Brutalidades chinesas

Crédito bancário dobra, PIB bate recorde e Bolsa assusta o mundo. Rolo é político: China não quer um yuan forte

O SALDO comercial chinês no primeiro trimestre deste ano foi de US$ 46,4 bilhões. Sim, a diferença entre exportações e importações da China em três meses bate o saldo comercial brasileiro de um ano. As reservas aumentaram US$ 136 bilhões neste primeiro trimestre de 2007, para US$ 1,2 trilhão. São US$ 45,3 bilhões por mês empilhados no Banco Central chinês, o dobro do ritmo de acumulação de 2006. O TOTAL das reservas do Brasil é de uns US$ 115 bilhões, um espanto, em termos brasileiros.
Uma gorjeta, em termos chineses.
De onde tem vindo o dinheiro?
Além do brutal saldo do comércio exterior, vem das vendas de ações de empresas chinesas e da liqüidação de investimentos financeiros em moedas fortes.
No início deste ano, a China cresce ao ritmo anualizado de 11,1%, contra 10,4% no trimestre final de 2006. O investimento "urbano" em fábricas e construção civil anda mais devagar. Devagar? Cresceu 25% no trimestre. No começo de 2006, crescia a 30%. Os bancões globais estimam crescimento de 10,5% a 11% no ano.

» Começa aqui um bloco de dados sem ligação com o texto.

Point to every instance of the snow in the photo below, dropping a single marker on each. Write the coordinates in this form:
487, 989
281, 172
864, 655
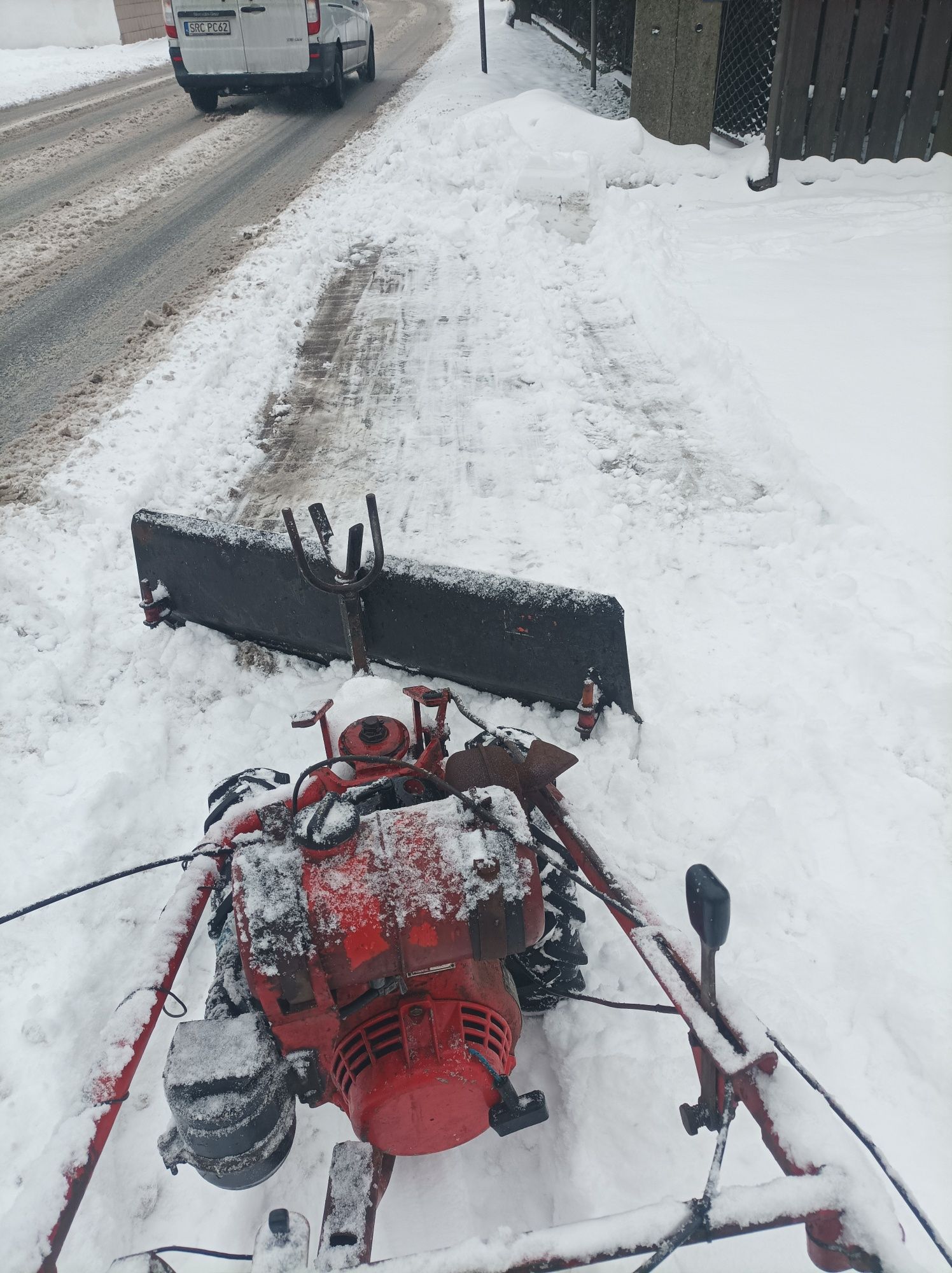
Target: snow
612, 412
31, 24
27, 74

A taxa básica de juros é recorde em oito anos, 6,4%, metade da brasileira. Subiu três vezes no ano passado, assim como subiram as reservas compulsórias (dinheiro que os bancos têm de deixar de lado, sem emprestar). Mas a média mensal de concessão de empréstimos bancários DOBROU no primeiro trimestre deste ano em relação a 2006.
O índice CSI 300 da Bolsa de Xangai avançou 177% nos últimos 12 meses e uns 50% neste ano. A classe média colocava quase todo o seu dinheiro nos bancos. Mas seu rendimento gira em torno de 3% ao ano. A inflação está na casa dos 3%. Isto é, o povo percebeu que perde dinheiro.
Bidu, a Bolsa sobe. O que caiu ontem foi nadica de neres, 4,7%.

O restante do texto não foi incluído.